This story is inspired by events in Naina’s life as an immigrant and those in the immigrant community she’s connected with. For Naina, preconceptions about immigrants are detrimental, especially when navigating school and work. Here’s how.
40+40+13+7. That’s the years of life between the four of them, packed into eight suitcases, with dreams taxed, passports stamped, hearts heavy and ablaze. Baggage weighed, not including the emotional. Family waves goodbye, the land feels betrayed. Bidding farewell to all they have ever known and possessed, they board a plane to the land Down Under.
She embarks on this journey to the unknown
Parents saying goodbyes to their parents, already conjuring nostalgia of all the bittersweet moments.
After a plane ride that wouldn’t seem to end, four new immigrants–jetlagged, sleepy and scared—clumsily get their luggage and make their way to the immigration counter.
Their first interaction upon touchdown left them questioning their decisions; muddy in their head and heavy in their heart. Looked at like they had no right to be there, the immigration officer said, ‘Can you speak English?’ ‘Yes,’ they returned with a smile not mutually exchanged. Taking it in their stride, they masked their countless anxieties with a pseudo-brave appearance.
‘It’s been a month,’ the mother said, her hands folded in front of God. Prayer was her solo resort and hope. Despite being very well qualified, not being allowed a go at employment made the parents feel worthless and scared for their lives and careers.
How was school?
Putting on a cosmetic smile every day after hours of disappointment in the form of recruiters’ scoffs, they picked up the kids from school. The children were no less masters of theatrical arts as when asked, ‘How was your day at school?’ They always lied and said it was fine. The word ‘struggle’ never made it to their lips but the four of them silently fought battles day and night, in order to create illusions that they made the right choice for the sake of each other.
Staying strong in the face of adversity, they expelled their sorrow on pillowcases in the hours of darkness. ‘Can you speak English?’ No longer dreaded, just accepted. Their flaw was the melanin bestowed upon them by their ethnic roots of origin. Once their pride, now their everyday embarrassment.
When gaining admission to high school, she was required to sit an examination which tested her English speaking, reading, writing and listening skills. After totalling the results, the report stated that her linguistic skills were among the best they had evaluated.
After the admission processes were finalised came the daunting part, the reality of high school as an immigrant.

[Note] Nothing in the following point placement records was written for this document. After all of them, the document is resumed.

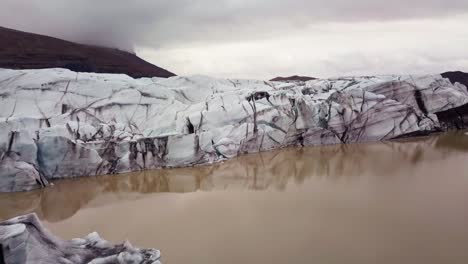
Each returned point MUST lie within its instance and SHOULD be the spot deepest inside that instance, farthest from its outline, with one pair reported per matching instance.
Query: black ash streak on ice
(106, 124)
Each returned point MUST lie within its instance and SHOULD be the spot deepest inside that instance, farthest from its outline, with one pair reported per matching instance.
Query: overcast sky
(262, 38)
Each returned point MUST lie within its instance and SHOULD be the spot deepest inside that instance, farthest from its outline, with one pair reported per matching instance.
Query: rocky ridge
(56, 123)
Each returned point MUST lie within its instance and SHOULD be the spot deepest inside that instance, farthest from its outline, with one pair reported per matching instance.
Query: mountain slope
(21, 50)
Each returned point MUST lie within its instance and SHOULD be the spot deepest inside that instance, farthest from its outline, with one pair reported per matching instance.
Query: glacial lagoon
(402, 201)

She got offered a place in a class of high achievers and was curiously welcomed with the now ubiquitous ‘Can you speak English?’
Soon after she proved herself through stellar reports, the peers gained respect for her abilities. Skin shade didn’t define who she was anymore. She went on to secure a place in a selective school where her intellect was what people saw in her.
And what about work?
Eventually, finding employment as recruiters, the parents introduced campaigns to increase diversity and representation in the corporate workforce. They proved to their kids through perseverance, to be the change they want to see manifest in their world.
An estimated 43% of recent migrants who have had a job since arrival in Australia received some form of help to find their first job. About one third (35%) of recent migrants reported experiencing some difficulty finding their first job in Australia.
Inspired by her parents to be the change she wants to see, she now runs programs and aids kids in the immigrant community coping with the initial feelings of isolation. She hopes that someday no Naina, Ahmed, Ali or Ling Lee will be daunted by and scared of the question, ‘Can you speak English?’